In the most recent Blues settlement, Blue Cross and Blue Shield of Massachusetts announced last month that it would refund $8 million to approximately 60,000 policyholders in the state to settle a lawsuit brought by Health Care for All, a Boston-based consumer group.
That settlement, which is subject to approval by Suffolk Superior Court and the U.S. District Court in Boston, also included lawyers' fees of $1.3 million, a contribution of $175,000 to various charities and a $50,000 payment to the consumer group.
"We applaud the current management of Blue Cross and Blue Shield (of Massachusetts) for recognizing that prior practices were problematic and for working collaboratively with us to remedy them," said Rob Restuccia, executive director of Health Care for All.
Empire was named May 27 in a federal class-action suit filed in U.S. District Court of the Southern District of New York, after an earlier suit moved forward in the Second Circuit Court of Appeals against the Utica-Watertown plan.
The recent New York cases are complicated by the fact that the state regulated New York hospitals and payments to them from health plans until Jan. 1, 1997, under the New York Prospective Hospital Reimbursement Methodology.
"Empire paid in compliance with the law and at the direction of the state," said spokeswoman Deborah Bohren. Under New York law at the time, she said, not-for-profit health plans were paid based on discounted DRG rates but were told by the state health department to calculate copayments to hospitals by enrollees based on actual charges, not the discounted DRGs.

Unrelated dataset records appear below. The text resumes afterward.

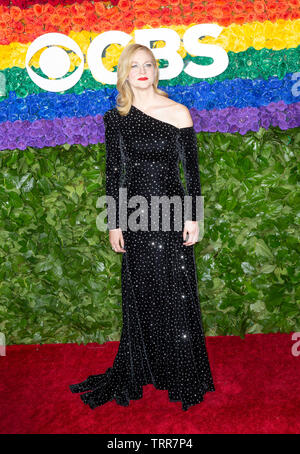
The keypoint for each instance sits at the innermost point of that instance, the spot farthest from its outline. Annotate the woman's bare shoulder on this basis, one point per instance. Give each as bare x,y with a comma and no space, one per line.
183,116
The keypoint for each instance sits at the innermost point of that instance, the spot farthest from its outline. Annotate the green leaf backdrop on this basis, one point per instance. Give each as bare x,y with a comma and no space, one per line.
61,282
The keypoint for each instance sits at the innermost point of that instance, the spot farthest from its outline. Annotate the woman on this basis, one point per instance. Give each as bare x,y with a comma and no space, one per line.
162,340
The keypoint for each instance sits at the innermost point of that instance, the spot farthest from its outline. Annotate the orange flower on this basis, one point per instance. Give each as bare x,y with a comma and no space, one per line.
198,8
138,4
237,8
216,12
66,22
129,15
239,18
139,24
185,3
153,4
155,23
100,8
259,7
78,20
166,12
6,18
49,9
19,27
166,20
124,5
55,19
176,11
38,9
117,17
142,15
88,6
16,13
186,10
187,20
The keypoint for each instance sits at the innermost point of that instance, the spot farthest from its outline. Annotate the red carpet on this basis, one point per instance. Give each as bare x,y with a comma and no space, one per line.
256,380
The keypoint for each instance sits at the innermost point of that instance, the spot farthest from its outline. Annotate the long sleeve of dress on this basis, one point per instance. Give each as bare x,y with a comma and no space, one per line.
188,152
114,166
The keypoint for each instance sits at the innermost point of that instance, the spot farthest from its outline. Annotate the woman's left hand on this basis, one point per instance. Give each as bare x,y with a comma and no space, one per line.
192,228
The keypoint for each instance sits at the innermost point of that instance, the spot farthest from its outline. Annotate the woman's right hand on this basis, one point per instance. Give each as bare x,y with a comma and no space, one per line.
116,240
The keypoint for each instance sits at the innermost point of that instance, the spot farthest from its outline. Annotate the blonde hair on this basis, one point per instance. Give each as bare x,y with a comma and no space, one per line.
125,95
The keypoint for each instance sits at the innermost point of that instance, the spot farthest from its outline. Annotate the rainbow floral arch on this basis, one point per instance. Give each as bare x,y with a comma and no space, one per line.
260,87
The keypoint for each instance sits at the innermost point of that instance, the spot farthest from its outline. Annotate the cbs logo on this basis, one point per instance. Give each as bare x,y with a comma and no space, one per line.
55,62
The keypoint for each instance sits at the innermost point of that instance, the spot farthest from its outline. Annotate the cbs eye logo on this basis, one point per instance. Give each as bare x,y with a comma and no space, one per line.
55,63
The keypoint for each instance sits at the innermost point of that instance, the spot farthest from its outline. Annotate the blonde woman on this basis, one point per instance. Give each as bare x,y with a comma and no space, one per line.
162,341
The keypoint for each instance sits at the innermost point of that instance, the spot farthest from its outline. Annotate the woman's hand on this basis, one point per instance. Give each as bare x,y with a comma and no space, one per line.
192,228
116,240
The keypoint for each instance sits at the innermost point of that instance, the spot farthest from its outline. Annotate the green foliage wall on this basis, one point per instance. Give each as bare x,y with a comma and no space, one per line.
61,282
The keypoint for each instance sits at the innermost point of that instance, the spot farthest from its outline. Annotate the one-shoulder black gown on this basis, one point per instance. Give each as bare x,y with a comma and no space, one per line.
162,340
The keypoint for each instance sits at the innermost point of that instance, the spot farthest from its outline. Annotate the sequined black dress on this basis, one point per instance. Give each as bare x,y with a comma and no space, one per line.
162,340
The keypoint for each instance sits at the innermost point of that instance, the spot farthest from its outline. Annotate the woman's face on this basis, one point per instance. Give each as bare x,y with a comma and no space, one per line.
142,70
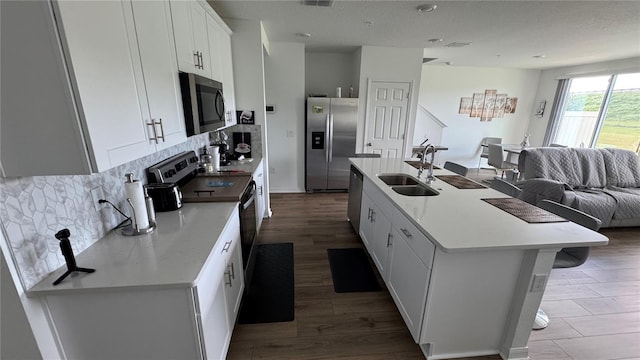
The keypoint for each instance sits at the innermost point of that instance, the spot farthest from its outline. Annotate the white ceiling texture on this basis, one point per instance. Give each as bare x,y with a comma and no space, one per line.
501,33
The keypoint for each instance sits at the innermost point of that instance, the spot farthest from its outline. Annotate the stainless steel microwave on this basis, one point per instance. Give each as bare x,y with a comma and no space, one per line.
203,103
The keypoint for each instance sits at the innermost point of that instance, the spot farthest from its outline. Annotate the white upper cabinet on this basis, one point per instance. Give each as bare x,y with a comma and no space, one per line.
214,34
203,46
164,117
226,65
92,80
190,31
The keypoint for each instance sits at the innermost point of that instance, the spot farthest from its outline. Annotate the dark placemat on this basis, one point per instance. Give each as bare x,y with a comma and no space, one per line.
460,182
351,271
524,210
416,164
270,298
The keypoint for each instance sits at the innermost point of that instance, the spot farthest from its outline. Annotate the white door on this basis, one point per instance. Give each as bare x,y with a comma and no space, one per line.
386,122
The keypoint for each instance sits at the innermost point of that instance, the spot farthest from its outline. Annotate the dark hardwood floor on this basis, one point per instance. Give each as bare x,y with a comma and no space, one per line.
594,309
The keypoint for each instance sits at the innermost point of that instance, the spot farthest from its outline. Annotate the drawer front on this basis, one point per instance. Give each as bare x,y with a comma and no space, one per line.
416,240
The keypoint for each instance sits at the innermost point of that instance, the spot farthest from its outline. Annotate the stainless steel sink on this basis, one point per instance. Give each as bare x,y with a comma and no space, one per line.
415,190
398,179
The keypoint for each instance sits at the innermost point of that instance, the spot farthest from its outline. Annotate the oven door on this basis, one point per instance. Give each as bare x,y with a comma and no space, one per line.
248,230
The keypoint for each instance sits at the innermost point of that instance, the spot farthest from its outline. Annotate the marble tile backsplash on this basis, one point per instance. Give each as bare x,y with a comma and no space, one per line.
33,209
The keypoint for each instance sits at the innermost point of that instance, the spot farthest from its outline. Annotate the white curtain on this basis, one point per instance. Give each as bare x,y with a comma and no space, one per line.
556,111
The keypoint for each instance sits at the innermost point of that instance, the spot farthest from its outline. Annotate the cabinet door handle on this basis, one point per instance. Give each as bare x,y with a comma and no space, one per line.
227,281
233,271
197,60
155,132
161,129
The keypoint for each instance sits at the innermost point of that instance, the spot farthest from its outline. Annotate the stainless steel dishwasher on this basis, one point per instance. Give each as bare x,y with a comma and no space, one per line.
355,194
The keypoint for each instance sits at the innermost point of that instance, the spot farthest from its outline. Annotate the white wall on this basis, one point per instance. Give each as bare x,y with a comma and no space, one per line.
324,72
248,44
389,64
284,69
549,83
443,86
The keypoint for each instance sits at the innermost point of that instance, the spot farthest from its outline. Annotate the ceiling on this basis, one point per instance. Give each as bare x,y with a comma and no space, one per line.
502,33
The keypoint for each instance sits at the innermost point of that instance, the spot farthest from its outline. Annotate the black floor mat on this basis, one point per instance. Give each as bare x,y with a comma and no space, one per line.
270,295
351,271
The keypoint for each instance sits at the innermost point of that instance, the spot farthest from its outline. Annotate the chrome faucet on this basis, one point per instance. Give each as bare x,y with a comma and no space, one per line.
428,149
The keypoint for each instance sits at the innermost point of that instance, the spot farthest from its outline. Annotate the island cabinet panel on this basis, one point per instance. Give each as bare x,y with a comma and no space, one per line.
143,324
261,194
375,226
192,320
407,282
471,295
459,269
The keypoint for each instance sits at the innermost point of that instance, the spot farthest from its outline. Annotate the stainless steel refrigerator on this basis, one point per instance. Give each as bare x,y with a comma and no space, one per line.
330,141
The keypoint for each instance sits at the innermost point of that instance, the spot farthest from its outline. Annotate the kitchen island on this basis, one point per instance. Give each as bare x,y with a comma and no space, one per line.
171,294
466,276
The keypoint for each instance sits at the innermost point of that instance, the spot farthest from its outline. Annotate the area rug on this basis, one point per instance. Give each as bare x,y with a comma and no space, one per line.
351,271
270,297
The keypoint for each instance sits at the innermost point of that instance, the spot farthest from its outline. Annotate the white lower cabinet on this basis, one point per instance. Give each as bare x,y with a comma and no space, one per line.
407,282
366,226
402,254
156,322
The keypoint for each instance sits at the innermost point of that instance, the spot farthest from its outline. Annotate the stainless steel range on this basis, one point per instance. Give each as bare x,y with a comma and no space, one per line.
232,186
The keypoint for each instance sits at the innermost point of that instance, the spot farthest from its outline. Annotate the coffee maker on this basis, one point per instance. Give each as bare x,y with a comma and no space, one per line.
219,139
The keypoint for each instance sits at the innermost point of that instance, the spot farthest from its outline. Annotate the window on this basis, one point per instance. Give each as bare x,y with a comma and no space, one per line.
599,112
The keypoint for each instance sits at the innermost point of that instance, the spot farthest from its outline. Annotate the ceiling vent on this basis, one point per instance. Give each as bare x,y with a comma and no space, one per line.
458,44
326,3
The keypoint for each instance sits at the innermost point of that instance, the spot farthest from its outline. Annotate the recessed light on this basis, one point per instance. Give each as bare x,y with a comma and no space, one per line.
426,8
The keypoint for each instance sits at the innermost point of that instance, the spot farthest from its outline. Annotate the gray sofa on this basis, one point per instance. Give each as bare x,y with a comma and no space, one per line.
604,183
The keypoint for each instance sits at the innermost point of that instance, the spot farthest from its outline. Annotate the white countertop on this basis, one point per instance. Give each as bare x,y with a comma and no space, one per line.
171,256
458,219
247,165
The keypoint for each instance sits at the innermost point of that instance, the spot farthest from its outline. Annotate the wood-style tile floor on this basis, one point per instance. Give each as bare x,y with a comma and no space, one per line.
594,309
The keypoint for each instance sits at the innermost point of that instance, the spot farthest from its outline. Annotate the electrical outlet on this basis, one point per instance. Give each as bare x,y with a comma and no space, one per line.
97,194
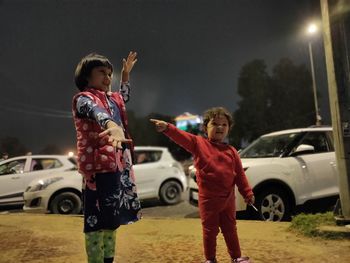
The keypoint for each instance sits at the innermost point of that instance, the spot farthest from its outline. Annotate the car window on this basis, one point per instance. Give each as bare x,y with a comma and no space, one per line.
13,167
147,156
330,140
44,164
269,146
318,140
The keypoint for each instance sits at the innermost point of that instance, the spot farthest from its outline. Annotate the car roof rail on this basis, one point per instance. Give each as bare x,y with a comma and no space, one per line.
319,126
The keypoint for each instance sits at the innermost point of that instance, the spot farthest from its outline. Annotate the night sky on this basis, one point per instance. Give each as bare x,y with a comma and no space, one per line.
190,55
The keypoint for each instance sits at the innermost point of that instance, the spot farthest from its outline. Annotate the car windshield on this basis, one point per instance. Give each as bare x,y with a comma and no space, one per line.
269,146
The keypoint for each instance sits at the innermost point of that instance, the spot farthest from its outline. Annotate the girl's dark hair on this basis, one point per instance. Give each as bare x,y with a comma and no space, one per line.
217,111
85,66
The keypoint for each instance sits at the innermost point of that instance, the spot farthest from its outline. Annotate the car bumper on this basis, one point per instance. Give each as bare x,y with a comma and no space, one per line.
36,202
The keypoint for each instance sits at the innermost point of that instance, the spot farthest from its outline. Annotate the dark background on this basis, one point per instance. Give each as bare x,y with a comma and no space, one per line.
190,55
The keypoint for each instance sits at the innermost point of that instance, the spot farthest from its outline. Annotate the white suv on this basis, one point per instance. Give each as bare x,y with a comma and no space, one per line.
286,169
157,175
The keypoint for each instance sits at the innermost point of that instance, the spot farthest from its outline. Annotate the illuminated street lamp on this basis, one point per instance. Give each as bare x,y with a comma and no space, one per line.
312,29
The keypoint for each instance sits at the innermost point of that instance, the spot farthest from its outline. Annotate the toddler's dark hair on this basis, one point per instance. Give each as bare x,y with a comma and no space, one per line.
85,66
217,111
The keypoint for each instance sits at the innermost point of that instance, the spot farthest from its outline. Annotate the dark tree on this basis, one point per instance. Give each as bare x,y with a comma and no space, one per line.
270,103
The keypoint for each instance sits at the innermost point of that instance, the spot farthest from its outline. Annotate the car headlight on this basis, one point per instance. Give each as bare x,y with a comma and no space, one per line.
42,184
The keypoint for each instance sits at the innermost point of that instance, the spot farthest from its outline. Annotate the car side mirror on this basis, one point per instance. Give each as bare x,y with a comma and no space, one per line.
303,149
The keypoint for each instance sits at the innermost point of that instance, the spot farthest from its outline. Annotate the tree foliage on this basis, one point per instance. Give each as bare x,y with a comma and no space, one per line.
269,103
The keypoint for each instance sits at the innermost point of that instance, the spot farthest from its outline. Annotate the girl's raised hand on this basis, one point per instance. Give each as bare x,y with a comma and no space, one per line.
160,125
129,62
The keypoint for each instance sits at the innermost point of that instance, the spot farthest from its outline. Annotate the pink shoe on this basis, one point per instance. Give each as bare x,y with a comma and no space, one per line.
242,260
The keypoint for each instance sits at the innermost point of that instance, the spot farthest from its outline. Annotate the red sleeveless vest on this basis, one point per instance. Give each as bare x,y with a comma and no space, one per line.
95,154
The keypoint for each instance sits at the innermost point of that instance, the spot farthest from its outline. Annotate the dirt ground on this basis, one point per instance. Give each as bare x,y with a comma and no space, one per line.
53,238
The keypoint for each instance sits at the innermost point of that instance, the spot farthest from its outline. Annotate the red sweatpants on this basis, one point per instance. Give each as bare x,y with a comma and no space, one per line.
215,213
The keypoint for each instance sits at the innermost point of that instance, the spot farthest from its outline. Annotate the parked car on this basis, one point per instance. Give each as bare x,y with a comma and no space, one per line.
59,193
16,173
286,169
157,175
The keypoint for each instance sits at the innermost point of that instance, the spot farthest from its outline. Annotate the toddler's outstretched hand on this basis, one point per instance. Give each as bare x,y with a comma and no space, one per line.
115,135
160,125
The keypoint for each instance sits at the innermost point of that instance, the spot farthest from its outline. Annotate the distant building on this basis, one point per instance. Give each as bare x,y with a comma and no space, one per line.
189,122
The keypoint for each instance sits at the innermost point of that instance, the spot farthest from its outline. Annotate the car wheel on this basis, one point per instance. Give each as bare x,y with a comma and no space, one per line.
66,203
273,205
170,192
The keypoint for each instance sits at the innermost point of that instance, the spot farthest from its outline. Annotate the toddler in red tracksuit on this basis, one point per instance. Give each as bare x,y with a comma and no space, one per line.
218,170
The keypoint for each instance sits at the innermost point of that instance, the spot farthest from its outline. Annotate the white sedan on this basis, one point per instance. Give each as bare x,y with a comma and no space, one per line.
16,173
157,175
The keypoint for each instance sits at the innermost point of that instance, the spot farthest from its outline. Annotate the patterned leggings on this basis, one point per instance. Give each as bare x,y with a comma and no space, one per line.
100,246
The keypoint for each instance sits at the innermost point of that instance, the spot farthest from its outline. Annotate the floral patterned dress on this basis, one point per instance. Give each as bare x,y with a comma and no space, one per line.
110,198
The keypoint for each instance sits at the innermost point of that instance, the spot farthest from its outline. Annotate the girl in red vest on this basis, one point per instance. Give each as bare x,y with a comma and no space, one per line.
104,154
218,170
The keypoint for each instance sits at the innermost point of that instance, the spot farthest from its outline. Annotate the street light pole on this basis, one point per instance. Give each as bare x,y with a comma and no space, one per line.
317,111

Officials at the New Hampshire Blues plan, meanwhile, vowed to defend themselves "all the way" against a suit they say is without merit.
"We have always disclosed those terms and have always shared the savings with our members," said Clark Dumont, a spokesman for the New Hampshire Blues.
The Massachusetts case involved payments by Blue Cross and Blue Shield enrollees who held traditional fee-for-service coverage. Any enrollees who were overbilled by $25 or more are eligible for the refunds.
A few days before the Massachusetts settlement, Blue Cross and Blue Shield of Vermont agreed to put aside nearly $450,000 to settle a similar suit by about 600 enrollees.
Proceeds from the suit, which covers 1993 through late 1995, will go to enrollees who were allegedly overbilled at least $50. Much of the settlement will go to lawyers and the Vermont Promise Fund, a private foundation that provides experimental medical treatments to residents with fatal diseases.
Cleveland-based Medical Mutual agreed in late June to settle three class-action suits over alleged overbilling by paying $16.4 million to affected policyholders.
Company officials characterized the proposed settlement as "fair and equitable" but declined to comment further until the agreement gains court approval.
As in many of these cases, the benefit to individual consumers is small, however. The average Medical Mutual policyholder's share of the pot is expected to be just $40.